An example of a non-associative ring R whose non-zero elements form commutative quasigroup (with regard to multiplication in R) without identity is easy to find.

I'm looking for examples of a non-associative ring S whose non-zero elements form a non-commutative quasigroup without unity.

Put another way: A non-associative non-commutative division ring without unity. 'division ring' in the spirit of 'ring R (associative or not) whose non-zero elements form non-empty quasigroup by means of multiplication in R'.

Can you help me ?

Answer 1

The ring $\Bbb O$ of Cayley octaves is indeed the example you want, because it contains Hamilton quaternions $\Bbb H$ as a subring, whose multiplicative group (w/o $0$) is already noncommutative. $\Bbb O$ is actually constructed from $\Bbb H$ via the Cayley-Dickson process.

Answer 2

Let $(R,+,\cdot)$ be any non-associative division ring (including any field) - then $(R \setminus \{0\},+,/)$ is, in the general case, a non-associative non-commutative division ring without unity.

Answer 3

What the OP is looking is a noncommutative presemifield, and then a semifield is the case where there is a multiplicative identity element. Here is one of the two smallest examples, the other being given by the transpose of the table below.

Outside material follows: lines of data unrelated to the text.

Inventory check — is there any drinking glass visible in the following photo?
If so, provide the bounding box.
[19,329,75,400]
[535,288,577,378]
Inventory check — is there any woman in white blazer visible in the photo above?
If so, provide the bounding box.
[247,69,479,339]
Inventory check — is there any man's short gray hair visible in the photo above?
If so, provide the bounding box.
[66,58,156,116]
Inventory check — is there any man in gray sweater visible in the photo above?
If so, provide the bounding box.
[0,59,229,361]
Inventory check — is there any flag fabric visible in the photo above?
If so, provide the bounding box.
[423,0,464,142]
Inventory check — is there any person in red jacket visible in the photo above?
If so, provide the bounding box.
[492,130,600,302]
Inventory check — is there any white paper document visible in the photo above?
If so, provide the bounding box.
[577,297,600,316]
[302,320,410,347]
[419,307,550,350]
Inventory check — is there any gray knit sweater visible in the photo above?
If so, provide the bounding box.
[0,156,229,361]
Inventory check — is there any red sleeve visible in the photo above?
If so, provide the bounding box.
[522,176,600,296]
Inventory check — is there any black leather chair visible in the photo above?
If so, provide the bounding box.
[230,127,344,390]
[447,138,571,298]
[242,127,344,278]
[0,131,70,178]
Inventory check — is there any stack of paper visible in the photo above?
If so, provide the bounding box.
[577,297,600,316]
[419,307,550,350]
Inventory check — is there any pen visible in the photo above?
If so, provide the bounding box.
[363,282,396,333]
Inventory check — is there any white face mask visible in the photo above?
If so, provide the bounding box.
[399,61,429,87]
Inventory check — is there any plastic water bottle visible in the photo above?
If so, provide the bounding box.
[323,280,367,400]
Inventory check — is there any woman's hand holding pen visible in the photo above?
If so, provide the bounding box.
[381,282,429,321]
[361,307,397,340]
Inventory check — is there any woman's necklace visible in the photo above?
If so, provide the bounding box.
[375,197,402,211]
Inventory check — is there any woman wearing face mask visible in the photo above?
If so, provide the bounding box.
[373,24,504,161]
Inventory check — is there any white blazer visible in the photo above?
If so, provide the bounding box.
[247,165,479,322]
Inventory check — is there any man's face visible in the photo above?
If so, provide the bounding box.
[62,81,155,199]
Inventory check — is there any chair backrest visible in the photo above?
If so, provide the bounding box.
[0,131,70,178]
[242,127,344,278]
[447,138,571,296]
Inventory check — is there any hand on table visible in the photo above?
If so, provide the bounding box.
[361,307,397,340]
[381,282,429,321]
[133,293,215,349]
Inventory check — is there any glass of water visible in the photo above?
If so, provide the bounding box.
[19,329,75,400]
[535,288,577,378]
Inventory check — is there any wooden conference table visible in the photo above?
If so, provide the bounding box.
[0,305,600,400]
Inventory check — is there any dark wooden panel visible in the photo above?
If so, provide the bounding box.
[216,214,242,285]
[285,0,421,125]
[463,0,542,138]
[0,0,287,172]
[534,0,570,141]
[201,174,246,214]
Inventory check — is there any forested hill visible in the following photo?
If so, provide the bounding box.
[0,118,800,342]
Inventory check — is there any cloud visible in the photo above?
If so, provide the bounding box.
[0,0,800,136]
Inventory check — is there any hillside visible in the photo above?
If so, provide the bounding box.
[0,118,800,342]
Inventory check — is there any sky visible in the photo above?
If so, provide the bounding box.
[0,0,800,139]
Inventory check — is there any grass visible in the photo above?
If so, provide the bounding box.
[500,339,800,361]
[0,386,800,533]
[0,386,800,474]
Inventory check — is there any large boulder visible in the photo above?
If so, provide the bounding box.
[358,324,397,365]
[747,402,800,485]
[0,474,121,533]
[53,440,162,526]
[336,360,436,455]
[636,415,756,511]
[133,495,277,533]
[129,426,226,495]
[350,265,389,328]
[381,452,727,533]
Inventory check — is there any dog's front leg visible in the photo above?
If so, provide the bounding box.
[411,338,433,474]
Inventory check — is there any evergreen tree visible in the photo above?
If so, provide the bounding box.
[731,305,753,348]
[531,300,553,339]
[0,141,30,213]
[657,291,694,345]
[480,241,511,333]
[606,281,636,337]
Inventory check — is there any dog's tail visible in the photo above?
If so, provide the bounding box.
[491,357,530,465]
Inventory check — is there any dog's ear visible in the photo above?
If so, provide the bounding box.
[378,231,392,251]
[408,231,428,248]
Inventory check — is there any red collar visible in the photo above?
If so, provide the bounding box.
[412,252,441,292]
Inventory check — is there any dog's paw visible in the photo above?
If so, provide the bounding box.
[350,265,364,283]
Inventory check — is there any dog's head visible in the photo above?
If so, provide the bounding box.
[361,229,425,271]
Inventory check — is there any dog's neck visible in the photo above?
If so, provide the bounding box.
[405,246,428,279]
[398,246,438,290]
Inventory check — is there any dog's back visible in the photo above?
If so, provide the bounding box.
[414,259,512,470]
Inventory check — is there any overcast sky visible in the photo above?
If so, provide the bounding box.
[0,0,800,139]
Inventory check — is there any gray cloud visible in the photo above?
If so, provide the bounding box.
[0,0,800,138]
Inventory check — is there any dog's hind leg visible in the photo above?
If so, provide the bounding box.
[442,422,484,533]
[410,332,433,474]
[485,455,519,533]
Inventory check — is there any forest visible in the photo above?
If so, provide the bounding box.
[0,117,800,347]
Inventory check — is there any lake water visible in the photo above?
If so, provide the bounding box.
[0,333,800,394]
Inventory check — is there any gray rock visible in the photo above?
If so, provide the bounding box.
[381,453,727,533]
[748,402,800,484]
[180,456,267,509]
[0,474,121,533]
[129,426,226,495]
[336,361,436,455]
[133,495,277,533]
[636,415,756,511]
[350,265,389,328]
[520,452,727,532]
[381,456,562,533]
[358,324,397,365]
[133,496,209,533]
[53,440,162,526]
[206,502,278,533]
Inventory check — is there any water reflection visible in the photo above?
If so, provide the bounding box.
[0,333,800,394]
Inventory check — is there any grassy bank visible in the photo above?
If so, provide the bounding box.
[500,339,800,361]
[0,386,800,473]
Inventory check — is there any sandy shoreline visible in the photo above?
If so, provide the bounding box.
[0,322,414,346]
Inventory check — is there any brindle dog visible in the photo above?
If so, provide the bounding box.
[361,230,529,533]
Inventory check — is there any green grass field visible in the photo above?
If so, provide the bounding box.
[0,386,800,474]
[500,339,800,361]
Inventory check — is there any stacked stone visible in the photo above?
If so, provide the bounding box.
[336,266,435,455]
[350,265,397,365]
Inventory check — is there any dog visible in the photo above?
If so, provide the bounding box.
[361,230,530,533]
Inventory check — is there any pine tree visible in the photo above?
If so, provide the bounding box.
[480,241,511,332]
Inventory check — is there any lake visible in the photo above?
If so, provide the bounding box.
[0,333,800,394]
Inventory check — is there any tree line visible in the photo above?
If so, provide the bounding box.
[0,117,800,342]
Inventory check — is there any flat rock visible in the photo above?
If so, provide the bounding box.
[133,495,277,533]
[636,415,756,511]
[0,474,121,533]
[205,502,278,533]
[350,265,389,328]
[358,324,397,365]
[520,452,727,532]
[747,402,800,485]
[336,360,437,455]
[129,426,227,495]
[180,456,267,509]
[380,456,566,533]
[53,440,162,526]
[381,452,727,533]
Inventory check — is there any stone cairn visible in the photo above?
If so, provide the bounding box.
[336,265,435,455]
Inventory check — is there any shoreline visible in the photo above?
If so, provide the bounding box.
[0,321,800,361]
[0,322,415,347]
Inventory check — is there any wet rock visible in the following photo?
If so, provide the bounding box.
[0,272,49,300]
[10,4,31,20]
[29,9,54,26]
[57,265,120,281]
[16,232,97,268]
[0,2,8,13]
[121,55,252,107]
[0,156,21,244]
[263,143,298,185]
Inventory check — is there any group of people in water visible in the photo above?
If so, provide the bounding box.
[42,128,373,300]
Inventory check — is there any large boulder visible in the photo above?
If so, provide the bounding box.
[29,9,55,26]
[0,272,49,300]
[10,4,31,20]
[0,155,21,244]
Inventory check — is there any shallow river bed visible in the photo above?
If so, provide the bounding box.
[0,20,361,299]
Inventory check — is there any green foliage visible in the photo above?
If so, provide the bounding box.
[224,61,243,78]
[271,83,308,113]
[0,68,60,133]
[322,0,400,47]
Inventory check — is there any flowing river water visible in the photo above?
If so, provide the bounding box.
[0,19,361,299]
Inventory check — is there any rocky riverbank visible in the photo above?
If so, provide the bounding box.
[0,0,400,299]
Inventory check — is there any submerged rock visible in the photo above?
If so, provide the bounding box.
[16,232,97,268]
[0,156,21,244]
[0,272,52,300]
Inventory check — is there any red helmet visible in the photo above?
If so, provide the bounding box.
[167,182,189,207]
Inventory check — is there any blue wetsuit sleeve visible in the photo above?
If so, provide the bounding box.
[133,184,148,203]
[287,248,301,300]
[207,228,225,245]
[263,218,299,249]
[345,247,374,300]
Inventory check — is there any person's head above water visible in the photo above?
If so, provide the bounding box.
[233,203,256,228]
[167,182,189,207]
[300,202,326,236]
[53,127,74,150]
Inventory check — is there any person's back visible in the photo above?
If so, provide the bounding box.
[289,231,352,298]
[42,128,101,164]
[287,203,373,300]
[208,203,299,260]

On $\mathbb{Z}_2\times \mathbb{Z}_2$ with its usual addition, define $(0,0)\cdot (x,y) = (0,0) = (x,y)\cdot (0,0)$ for all $x,y\in \mathbb{Z}_2$ and define all other products according to the following table: $$ \begin{array}{c|cccc} \cdot & (0,1) & (1,0) & (1,1) \\ \hline (0,1) & (1,0) & (0,1) & (1,1) \\ (1,0) & (1,1) & (1,0) & (0,1) \\ (1,1) & (0,1) & (1,1) & (1,0) \end{array} $$ The nonzero elements evidently form a noncommutative quasigroup without an identity element. Nonassociativity is also easy to see: $$ ((0,1)\cdot (0,1))\cdot (0,1) = (1,0)\cdot (0,1) = (1,1) \neq (0,1) = (0,1)\cdot (1,0) = (0,1)\cdot ((0,1)\cdot (0,1))\,. $$ It's not obvious by inspection that both distributive laws hold, but this can indeed be checked.